Партнеры Харниша переглядывались, лица их выражали крайнее недоумение: либо этот юконец еще глупее, чем они думали, либо он ведет какую-то игру, смысл которой им непонятен.

Натаниэл Леттон, облизнув пересохшие губы, заговорил:

— Видите ли, мистер Харниш, для полного подсчета потребуется несколько часов. Мистер Ховисон уже приступил к делу. Мы… хм… как вы сказали, дело провернули большое. Почему бы нам не побеседовать за общим завтраком? Я распоряжусь, чтобы контора работала сегодня без обеденного перерыва, так что вы вполне успеете на поезд.

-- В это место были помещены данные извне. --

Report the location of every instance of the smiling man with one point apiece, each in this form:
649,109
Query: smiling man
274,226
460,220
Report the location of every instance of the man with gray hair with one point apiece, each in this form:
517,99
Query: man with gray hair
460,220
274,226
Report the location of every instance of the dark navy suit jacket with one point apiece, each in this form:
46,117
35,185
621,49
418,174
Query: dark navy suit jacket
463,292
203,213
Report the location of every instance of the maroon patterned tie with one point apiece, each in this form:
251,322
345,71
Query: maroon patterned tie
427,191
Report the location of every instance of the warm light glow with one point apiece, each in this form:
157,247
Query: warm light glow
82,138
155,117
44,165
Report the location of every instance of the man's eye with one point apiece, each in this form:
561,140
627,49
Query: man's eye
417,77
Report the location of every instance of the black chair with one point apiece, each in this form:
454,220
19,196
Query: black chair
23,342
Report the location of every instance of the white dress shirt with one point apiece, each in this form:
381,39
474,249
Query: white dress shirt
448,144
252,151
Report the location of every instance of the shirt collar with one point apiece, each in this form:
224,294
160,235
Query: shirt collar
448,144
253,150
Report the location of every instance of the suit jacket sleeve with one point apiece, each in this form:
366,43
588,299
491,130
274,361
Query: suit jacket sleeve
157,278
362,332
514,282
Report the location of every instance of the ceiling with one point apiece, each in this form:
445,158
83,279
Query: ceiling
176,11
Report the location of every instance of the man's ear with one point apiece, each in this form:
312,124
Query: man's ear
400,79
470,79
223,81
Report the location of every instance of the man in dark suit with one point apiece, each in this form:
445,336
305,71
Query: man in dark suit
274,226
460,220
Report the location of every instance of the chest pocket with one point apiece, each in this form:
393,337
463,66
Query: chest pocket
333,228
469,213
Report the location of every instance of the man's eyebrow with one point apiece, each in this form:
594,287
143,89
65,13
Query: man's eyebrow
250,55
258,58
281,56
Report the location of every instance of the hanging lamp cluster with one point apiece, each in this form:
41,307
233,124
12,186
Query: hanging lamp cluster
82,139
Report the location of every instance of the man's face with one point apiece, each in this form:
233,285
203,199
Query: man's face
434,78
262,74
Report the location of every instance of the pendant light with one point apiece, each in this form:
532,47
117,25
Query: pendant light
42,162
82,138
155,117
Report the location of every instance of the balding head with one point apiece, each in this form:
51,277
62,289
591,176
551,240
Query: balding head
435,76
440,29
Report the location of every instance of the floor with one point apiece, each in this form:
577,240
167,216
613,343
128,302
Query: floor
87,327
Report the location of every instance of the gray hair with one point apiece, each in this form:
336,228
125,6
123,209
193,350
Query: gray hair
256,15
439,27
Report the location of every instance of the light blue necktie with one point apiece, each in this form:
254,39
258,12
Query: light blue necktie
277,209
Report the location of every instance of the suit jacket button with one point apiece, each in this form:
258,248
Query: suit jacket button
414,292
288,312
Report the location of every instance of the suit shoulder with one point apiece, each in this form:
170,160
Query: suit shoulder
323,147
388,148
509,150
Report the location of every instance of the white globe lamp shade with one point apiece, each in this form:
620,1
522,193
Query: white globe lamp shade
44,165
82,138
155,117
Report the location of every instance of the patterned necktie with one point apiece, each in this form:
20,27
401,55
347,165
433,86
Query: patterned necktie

Даусет и Гугенхаммер с почти явным облегчением перевели дух. Атмосфера несколько разрядилась. Неуютно было находиться в одной комнате с глазу на глаз с этим похожим на индейца богатырем, которого они ограбили. И довольно неприятно припоминать многочисленные рассказы о его баснословной силе и бесстрашии. Если бы только Леттону удалось заговорить ему зубы хоть на две минуты, они успели бы выскочить за дверь кабинета, в тот привычный мир, где можно призвать на помощь полицию, и все обошлось бы благополучно; а Харниш, видимо, поддавался на уговоры.

— Вот это хорошо, — сказал он. — Мне, конечно, не хочется опаздывать на поезд. И вообще, скажу я вам, господа, для меня большая честь, что вы меня взяли в долю. Поверьте, я очень это чувствую, хоть, может, сказать-то не умею. Но меня уж больно любопытство разбирает, просто не терпится узнать: какой же мы куш сорвали? Вы мне, мистер Леттон, хоть примерно скажите, сколько.

Наступила пауза; сообщники Леттона почувствовали, что он взывает к ним о помощи, хотя он даже не взглянул на них. Даусет, человек более твердого закала, чем остальные, уже понял, что этот король Клондайка ломает комедию. Но Леттон и Гугенхаммер все еще верили детской наивности его тона.

— Это… очень трудно, — начал Леон Гугенхаммер. — Видите ли, курс акций Уорд Вэлли сейчас неустойчив… так что…

— … в настоящее время ничего нельзя подсчитать заранее, — закончил за Гугенхаммера Леттон.

— Да вы только прикиньте приблизительно, — с живостью возразил Харниш. — Не беда, если потом окажется на миллиончик больше или меньше. Подсчитаем после все до точности. Так мне не терпится узнать, прямо все тело зудит. Ну как, скажете?

— Зачем тянуть эту бессмысленную игру словами? — резко и холодно сказал Даусет. — Объяснимся здесь же, на месте. Мистер Харниш явно находится в заблуждении, и мы должны прямо сказать ему, в чем он ошибается. Мы, партнеры в этой операции…

Но Харниш не дал ему договорить. Он слишком много на своем веку играл в покер, чтобы пренебречь психологическим фактором; в этой последней сдаче он хотел сам довести игру до конца и поэтому перебил Даусета.

— Кстати о партнерах, — сказал он. — Мне вдруг вспомнилась одна партия в покер. Дело было в Рено, штат Невада. Ну, не скажу, чтобы игра велась очень честно. Игроки — все шулера, как на подбор. Но был там один козлик безрогий — в тех краях так называют новичков. Вот он стоит за спиной сдающего и видит, что тот снизу колоды сдает себе четыре туза. Новичок возмущается. Он тихонько обходит стол и наклоняется к игроку, который сидит — напротив сдающего.